If you have already removed the broken blower motor from your furnace and motor assembly, installing the new motor isn't hard. Follow these instructions backward if you still need to remove the original motor. Feel overwhelmed at all of the steps and instructions? Call a furnace repair company such as Absolute Comfort Heating & Air Conditioning for help.

Things You Need:

•    New blower motor

•    Screwdriver

•    Zip ties

•    Wrench

•    Pliers

Step 1: Install Motor in the Assembly

Make sure the electrical supply for the furnace is turned off at the breaker and that your blower assembly is sitting flat on the floor with the motor cavity facing upward. Remove the access panel door from the furnace if you didn't leave it off after removing the motor assembly.
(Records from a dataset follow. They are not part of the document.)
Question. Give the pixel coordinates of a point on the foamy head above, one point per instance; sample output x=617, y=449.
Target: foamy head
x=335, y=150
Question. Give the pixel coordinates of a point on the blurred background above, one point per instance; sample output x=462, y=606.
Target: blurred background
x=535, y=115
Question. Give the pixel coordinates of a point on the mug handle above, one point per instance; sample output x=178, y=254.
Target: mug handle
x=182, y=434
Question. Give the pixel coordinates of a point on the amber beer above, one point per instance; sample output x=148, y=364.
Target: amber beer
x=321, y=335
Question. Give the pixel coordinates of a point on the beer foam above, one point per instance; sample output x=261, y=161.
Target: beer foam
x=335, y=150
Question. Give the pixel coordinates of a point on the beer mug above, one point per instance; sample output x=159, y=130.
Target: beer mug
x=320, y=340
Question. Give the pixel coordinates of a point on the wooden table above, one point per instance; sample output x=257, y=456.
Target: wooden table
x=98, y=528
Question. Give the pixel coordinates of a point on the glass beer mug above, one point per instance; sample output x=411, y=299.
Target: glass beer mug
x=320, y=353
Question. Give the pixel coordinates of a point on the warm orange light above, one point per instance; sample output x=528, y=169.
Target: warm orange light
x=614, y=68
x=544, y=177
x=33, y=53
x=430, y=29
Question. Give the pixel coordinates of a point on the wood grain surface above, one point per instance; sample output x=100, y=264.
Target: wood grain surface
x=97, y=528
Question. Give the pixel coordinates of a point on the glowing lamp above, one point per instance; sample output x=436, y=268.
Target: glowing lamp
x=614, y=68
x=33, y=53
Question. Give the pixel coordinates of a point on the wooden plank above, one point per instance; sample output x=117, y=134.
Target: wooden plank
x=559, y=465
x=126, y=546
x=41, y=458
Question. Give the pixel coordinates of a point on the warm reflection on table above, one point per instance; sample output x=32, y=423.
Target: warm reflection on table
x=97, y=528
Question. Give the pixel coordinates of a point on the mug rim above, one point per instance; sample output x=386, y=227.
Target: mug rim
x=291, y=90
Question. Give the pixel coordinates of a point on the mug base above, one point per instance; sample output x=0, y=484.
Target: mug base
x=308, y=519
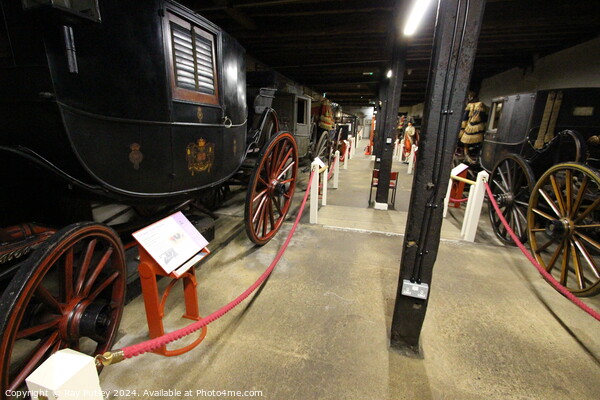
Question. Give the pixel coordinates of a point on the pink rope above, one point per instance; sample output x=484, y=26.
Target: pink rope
x=563, y=290
x=331, y=170
x=153, y=344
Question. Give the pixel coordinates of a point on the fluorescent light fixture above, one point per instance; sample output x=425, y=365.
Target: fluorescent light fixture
x=415, y=16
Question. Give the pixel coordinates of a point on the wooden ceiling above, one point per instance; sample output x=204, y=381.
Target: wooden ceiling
x=329, y=45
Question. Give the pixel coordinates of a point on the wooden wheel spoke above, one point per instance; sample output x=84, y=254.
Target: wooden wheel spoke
x=277, y=205
x=564, y=272
x=105, y=283
x=588, y=210
x=589, y=240
x=550, y=202
x=286, y=170
x=271, y=214
x=508, y=175
x=558, y=195
x=67, y=281
x=262, y=181
x=543, y=214
x=85, y=265
x=579, y=197
x=517, y=222
x=577, y=266
x=96, y=272
x=554, y=257
x=33, y=360
x=260, y=194
x=587, y=257
x=545, y=246
x=499, y=186
x=569, y=191
x=259, y=208
x=506, y=185
x=48, y=299
x=37, y=328
x=278, y=170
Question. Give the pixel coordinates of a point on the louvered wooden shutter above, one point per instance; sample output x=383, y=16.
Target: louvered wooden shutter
x=193, y=62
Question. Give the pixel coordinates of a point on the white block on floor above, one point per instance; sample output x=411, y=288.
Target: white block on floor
x=66, y=375
x=380, y=206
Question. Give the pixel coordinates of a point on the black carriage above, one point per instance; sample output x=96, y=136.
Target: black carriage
x=542, y=151
x=121, y=113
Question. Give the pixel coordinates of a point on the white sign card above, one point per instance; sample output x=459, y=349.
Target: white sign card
x=171, y=241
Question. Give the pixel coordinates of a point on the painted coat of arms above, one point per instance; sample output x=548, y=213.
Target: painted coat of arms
x=200, y=156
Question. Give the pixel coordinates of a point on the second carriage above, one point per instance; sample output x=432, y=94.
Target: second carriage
x=543, y=150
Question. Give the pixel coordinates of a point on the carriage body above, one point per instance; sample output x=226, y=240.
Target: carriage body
x=543, y=151
x=525, y=123
x=137, y=102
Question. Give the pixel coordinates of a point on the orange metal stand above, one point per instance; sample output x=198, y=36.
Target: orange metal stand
x=149, y=270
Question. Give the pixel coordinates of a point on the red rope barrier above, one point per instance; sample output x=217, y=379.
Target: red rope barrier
x=563, y=290
x=331, y=170
x=153, y=344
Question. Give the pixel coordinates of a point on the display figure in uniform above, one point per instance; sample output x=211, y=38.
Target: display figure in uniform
x=472, y=129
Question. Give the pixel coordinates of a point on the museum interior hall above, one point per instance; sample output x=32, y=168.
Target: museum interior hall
x=300, y=199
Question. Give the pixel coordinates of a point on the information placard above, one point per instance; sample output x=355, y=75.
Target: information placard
x=171, y=242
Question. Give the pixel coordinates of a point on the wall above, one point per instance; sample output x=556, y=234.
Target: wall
x=578, y=66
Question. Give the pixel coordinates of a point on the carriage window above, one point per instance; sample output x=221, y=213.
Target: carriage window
x=193, y=62
x=495, y=115
x=301, y=118
x=5, y=53
x=85, y=8
x=583, y=111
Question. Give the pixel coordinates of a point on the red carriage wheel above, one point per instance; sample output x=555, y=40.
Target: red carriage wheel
x=271, y=188
x=68, y=294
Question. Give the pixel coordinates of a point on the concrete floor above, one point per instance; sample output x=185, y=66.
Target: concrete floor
x=319, y=328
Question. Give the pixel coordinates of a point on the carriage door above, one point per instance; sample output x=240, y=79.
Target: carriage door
x=302, y=124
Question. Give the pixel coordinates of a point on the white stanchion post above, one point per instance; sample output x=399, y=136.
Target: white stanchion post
x=66, y=375
x=411, y=160
x=346, y=151
x=336, y=170
x=324, y=190
x=314, y=192
x=474, y=205
x=455, y=172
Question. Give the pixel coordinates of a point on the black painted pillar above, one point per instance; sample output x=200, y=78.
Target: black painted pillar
x=389, y=131
x=455, y=41
x=380, y=126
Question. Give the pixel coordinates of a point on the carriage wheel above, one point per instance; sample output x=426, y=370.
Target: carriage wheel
x=322, y=147
x=564, y=226
x=68, y=294
x=271, y=188
x=511, y=182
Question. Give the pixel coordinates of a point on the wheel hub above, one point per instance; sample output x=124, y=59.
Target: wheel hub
x=560, y=228
x=83, y=318
x=505, y=199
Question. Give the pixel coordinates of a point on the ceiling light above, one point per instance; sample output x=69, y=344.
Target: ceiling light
x=415, y=16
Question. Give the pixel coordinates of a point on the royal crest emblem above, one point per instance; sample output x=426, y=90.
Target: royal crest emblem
x=136, y=155
x=200, y=156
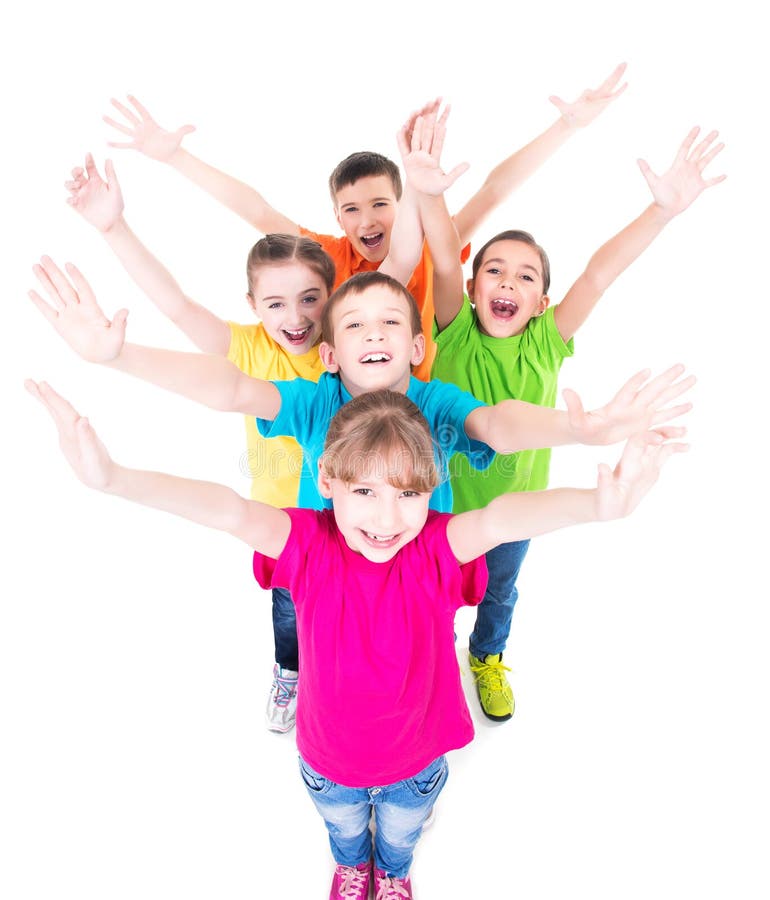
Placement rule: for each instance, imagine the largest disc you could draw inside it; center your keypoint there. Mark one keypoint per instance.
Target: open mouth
(380, 540)
(373, 241)
(297, 336)
(504, 309)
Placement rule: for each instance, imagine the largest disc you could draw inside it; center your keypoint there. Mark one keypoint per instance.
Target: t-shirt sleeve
(545, 336)
(446, 411)
(456, 332)
(467, 582)
(282, 572)
(296, 413)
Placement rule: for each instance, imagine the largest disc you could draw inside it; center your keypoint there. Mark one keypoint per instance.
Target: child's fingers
(50, 314)
(118, 126)
(673, 412)
(59, 281)
(684, 149)
(82, 286)
(128, 113)
(706, 159)
(48, 286)
(456, 173)
(703, 145)
(612, 79)
(143, 112)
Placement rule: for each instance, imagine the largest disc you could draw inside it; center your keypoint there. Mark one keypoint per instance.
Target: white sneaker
(282, 703)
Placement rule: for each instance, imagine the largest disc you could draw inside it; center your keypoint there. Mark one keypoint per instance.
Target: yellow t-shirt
(274, 464)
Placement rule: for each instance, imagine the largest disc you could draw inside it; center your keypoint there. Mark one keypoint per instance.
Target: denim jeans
(494, 613)
(399, 809)
(285, 630)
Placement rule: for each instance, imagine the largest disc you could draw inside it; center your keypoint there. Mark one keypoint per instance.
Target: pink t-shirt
(380, 694)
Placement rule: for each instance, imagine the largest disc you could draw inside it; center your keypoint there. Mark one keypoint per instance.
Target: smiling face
(374, 346)
(365, 211)
(508, 288)
(289, 299)
(376, 518)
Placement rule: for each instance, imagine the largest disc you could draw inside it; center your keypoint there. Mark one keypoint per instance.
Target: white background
(135, 650)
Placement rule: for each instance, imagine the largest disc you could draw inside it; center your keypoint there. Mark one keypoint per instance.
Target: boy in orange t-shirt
(366, 190)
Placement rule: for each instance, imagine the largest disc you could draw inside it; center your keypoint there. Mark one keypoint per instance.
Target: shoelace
(391, 889)
(285, 689)
(354, 881)
(491, 671)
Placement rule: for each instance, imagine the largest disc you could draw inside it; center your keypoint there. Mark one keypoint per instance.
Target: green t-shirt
(523, 367)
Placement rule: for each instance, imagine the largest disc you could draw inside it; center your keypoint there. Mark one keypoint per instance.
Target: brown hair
(381, 433)
(523, 237)
(281, 248)
(357, 285)
(362, 165)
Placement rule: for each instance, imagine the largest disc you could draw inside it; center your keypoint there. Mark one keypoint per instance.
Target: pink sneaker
(391, 888)
(351, 882)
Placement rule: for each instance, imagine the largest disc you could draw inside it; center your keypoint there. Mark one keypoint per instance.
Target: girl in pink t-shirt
(376, 581)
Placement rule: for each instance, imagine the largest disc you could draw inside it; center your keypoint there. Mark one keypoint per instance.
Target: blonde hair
(381, 434)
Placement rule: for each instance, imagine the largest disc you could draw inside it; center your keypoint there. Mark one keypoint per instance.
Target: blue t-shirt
(307, 408)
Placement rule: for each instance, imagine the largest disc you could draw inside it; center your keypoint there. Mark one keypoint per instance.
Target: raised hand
(76, 315)
(639, 405)
(420, 141)
(78, 441)
(675, 190)
(620, 490)
(591, 102)
(145, 134)
(100, 202)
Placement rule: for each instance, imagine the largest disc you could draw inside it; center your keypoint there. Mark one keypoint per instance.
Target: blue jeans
(399, 809)
(285, 630)
(494, 613)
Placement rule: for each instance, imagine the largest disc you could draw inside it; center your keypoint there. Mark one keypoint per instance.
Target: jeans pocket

Insert the new motor into the motor cavity. The shaft will slip down into the hole in the blower-wheel cavity. Align the sides of the motor in the same orientation as the original motor. You can use the mounting screw holes in the motor brackets and on the assembly for help in lining the motor up correctly. Insert the mounting screws through those matched-up holes and tighten with a screwdriver.

Gather up the motor wires into a loose bundle and secure together using a zip tie. Secure the grounding wire from the motor to the housing using its mounting screw.

Step 2: Return Assembly to Furnace

Turn the assembly back to its upright position, which means that the motor is now facing the rear. Use a wrench to tighten the set screw on the side of the assembly now facing you.

Realign the blower-assembly mounting rails with the slots on the top of its area within the furnace. Work slowly and cautiously to make sure the weighty assembly slides into the slots correctly. Fasten the mounting screws to secure the rails in place.

Reposition the control board panel on the support in front of the blower assembly. Fasten its screws to secure the board in place. Attach the blower-motor wires to the appropriate terminals on the control board; the wire ends should simply snap into the terminals, but you can use pliers to make the snapping easier.

Reconnect each run-capacitor wire to the appropriate terminal of the device in front of the control board. Reconnect the thermostat wires, if you had to disconnect them in the first place. Gather up the control-board wires into a loose bundle and zip tie together.

Replace the lower access panel and tighten its fasteners, and then slide on the upper access panel and twist the fasteners to secure. Restore electrical supply to your furnace and conduct a test run to see whether the problem has been corrected.